Last March a prescribed burn was conducted between Fox’s High and Low Roads, one of my favorite hiking areas. It was a shock to emerge from the canopy of trees that leads from the parking area to the prairies. The burn was about two weeks old and everything was still very black and sooty. The old oak that had stood as a sentinel for many years was a victim of the burn. Its rotted mid-section could not hold. It came down hard. Another victim was the large tree trunk that had been there for many years and served as a useful bench.

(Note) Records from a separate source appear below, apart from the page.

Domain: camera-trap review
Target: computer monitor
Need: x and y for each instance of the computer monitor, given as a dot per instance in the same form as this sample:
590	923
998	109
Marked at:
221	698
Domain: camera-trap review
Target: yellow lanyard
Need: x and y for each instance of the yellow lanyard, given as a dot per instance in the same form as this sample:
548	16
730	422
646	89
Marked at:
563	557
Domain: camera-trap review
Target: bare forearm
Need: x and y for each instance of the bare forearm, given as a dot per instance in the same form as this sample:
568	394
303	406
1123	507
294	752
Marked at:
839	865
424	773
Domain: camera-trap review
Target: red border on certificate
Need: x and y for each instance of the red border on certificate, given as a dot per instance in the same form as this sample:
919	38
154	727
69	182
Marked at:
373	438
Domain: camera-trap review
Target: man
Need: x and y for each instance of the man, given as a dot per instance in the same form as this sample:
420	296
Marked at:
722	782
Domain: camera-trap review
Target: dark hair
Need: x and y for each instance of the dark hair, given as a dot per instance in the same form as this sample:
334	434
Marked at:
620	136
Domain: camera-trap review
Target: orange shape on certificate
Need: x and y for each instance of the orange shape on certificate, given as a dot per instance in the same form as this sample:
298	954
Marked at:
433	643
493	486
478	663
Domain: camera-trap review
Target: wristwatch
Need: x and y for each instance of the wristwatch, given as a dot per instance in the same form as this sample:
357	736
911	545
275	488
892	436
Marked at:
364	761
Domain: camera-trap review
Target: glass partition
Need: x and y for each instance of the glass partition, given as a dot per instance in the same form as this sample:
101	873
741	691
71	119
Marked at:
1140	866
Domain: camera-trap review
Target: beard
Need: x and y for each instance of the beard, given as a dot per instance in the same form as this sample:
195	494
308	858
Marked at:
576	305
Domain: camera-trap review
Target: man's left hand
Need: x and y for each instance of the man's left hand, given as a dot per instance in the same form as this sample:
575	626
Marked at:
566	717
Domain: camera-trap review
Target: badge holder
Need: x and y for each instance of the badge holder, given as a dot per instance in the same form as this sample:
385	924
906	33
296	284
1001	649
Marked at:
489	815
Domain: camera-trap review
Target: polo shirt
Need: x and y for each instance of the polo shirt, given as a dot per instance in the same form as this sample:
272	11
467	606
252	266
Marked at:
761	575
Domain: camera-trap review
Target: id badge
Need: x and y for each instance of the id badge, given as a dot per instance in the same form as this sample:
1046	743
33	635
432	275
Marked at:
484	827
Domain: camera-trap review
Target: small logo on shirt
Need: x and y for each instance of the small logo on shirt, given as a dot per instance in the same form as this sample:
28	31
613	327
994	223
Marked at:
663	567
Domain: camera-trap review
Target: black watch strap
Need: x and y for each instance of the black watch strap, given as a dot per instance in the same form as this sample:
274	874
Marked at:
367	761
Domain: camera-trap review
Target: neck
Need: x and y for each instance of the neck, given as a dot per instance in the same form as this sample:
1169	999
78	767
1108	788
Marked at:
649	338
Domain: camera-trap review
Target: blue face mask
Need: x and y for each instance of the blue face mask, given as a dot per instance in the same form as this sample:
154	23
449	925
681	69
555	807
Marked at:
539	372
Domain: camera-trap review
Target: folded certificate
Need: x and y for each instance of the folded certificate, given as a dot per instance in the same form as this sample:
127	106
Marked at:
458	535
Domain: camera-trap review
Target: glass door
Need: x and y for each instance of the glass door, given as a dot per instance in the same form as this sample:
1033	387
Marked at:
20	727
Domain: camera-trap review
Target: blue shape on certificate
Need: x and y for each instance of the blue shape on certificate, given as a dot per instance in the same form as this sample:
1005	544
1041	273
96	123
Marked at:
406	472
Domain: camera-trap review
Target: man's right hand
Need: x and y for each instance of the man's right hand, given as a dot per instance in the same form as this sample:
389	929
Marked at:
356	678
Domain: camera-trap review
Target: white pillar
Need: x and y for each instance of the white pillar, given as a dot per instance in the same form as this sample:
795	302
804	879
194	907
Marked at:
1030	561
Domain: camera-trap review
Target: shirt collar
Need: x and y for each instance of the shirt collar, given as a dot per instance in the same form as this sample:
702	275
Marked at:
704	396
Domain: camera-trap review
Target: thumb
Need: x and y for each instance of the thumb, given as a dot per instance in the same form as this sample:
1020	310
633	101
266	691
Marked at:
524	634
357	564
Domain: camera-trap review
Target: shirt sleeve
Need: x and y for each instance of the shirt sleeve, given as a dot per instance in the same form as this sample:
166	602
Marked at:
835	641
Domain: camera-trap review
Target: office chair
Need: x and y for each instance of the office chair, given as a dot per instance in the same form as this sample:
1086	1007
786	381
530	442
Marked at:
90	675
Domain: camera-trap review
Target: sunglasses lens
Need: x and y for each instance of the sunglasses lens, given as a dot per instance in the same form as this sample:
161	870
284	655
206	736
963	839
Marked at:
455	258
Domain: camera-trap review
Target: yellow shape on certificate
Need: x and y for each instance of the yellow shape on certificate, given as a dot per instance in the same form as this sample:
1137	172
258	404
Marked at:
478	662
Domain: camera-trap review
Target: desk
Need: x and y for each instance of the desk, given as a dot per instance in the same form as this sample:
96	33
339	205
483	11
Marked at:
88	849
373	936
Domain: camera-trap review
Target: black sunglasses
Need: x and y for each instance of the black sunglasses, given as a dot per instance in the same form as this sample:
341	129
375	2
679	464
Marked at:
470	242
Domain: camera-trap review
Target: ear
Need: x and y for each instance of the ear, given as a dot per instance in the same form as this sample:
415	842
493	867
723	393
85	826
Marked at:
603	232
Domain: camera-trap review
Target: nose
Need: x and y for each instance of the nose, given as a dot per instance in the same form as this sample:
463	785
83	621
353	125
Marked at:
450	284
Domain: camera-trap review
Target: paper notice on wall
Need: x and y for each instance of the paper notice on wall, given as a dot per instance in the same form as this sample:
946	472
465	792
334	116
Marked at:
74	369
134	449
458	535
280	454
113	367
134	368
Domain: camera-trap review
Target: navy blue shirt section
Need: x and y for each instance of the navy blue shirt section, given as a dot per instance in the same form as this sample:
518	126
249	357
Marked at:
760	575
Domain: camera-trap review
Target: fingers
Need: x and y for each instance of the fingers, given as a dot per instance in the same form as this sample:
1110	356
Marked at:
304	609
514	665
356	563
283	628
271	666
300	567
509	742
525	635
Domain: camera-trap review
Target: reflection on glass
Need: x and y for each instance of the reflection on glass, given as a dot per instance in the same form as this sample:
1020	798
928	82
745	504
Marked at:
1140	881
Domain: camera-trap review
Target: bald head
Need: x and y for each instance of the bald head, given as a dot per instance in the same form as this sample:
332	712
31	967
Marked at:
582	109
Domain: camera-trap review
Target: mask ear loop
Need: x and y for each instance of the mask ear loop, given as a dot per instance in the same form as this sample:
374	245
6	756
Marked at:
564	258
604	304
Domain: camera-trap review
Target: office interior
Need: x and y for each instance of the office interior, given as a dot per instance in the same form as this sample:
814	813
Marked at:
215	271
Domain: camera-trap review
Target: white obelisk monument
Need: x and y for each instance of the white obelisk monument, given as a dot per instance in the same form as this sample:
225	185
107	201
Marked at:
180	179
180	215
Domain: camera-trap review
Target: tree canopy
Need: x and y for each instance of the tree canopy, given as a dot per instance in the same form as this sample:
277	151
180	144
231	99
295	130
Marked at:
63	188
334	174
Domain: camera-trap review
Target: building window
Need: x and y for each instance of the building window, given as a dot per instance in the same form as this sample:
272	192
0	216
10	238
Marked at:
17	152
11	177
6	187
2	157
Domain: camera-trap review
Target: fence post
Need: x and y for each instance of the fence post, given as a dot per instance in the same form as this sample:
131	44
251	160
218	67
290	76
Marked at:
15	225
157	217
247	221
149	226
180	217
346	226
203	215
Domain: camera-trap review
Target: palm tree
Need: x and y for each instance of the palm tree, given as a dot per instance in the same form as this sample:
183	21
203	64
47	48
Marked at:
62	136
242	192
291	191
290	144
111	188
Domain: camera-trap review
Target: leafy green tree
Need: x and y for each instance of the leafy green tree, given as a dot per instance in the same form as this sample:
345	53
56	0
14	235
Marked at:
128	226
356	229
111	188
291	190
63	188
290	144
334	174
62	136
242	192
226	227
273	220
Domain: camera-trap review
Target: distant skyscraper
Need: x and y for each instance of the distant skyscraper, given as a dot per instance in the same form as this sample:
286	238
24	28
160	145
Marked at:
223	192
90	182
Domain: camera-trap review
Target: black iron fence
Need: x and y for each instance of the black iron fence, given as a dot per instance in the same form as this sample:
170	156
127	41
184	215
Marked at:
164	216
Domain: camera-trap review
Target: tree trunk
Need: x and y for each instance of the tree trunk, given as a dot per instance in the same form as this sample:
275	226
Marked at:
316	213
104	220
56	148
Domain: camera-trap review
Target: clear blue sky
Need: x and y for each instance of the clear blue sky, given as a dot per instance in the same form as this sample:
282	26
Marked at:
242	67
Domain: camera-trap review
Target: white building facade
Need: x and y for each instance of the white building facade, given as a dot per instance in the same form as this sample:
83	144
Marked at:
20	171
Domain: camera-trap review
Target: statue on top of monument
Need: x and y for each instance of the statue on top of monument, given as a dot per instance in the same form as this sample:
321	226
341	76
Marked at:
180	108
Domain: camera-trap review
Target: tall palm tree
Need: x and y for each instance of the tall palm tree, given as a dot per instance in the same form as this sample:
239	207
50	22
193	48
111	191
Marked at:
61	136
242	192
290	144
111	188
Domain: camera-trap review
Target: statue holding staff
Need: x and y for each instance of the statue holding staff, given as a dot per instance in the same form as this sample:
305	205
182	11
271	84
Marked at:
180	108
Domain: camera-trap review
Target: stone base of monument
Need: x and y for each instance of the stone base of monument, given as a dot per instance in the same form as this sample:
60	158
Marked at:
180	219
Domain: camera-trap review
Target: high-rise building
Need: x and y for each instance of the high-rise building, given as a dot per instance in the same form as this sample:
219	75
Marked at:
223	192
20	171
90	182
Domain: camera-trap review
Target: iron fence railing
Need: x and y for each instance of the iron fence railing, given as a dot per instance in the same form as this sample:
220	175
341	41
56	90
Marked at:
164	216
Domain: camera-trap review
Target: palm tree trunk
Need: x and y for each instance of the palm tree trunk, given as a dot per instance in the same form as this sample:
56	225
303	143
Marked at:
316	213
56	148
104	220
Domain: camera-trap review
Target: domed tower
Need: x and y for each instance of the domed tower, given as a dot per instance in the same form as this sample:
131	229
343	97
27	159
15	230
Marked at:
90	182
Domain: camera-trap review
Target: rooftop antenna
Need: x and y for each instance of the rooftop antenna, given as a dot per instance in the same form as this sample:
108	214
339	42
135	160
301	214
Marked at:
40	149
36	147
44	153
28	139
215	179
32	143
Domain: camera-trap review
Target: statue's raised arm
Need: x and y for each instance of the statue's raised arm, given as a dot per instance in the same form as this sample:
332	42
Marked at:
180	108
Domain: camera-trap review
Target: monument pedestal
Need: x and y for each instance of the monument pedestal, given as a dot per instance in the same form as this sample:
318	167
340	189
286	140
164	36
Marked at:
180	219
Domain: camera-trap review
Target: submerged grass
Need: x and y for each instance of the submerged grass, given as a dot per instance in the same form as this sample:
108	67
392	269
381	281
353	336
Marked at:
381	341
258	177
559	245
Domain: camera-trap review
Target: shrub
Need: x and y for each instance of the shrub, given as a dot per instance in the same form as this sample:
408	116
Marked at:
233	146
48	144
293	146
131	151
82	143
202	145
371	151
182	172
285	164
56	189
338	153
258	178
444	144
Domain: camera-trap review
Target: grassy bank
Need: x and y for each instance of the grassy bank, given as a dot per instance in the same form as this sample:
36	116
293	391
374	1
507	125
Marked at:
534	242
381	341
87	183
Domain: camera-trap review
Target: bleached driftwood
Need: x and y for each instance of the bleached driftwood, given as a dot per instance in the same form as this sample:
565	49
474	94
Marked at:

Fox’s High Rd. area was equally shocking. One reason I like this area so much is the easy access to different eco-systems. Fox’s High Rd. has sandy areas that make me think of our beautiful local beaches and there are pine trees dotting the landscape and framing several small meadow areas. I was worried that the pines would be gone. But they survived, a little singed, but still strong.
As I poked through the charred landscape my worry and despair quickly gave way to wonder as I came across strong signs of new life.
It is now autumn in Florida. There are some who will swear that Florida has no autumn. Accustomed to the dramatic colors of tall trees, newly arrived Florida residents have a hard time seeing our Florida Fall. But the season has been spectacular this year, especially in the burn areas. The grasses have roared back. They are tall, vigorous and bursting with different colors and shapes. Similarly the wildflowers seem more abundant and there seem to be more varieties.
The old oak that stood for so many years on Fox’s Low Road is being given a beautiful salute. In this age where we celebrate life rather mourn the dead, the oak’s pyre of wildflowers and grasses seem gentle, supportive and most appropriate.
And along Fox’s High and Low Roads the views are wonderful. Check out the gallery pictures below for “before-and-after” shots. But most of all, Get Out There! Winter will be here all too soon and this glorious season of autumn in Florida will be gone. ❧
(For best results with gallery pictures, double-click on first image and then scroll through.)
With the Myakka River running at flood stage alligators in Myakka River State Park are like kids let out for summer vacation. Throughout the late winter and spring months, alligators were forced into smaller and smaller areas in the Park. It was easy to spot them from the Park Drive bridge. One day last May I counted more than a dozen ‘gators visible from the bridge. They were all pushed into a small remnant of the River. But now! The school doors have opened and the alligators are everywhere! The Park is nothing but water and as you drive along the Park Drive you hear the ‘gators “talking” to each other — a strange snorting noise that those unfamiliar with alligators attribute to bullfrogs. But make no mistake, the ‘gators have courted and the rising waters have been as welcome as Levittown was to the returning soldiers of World War II. Nests are being made, eggs are being laid, and soon the Park will have many new ‘gators to amuse the tourists.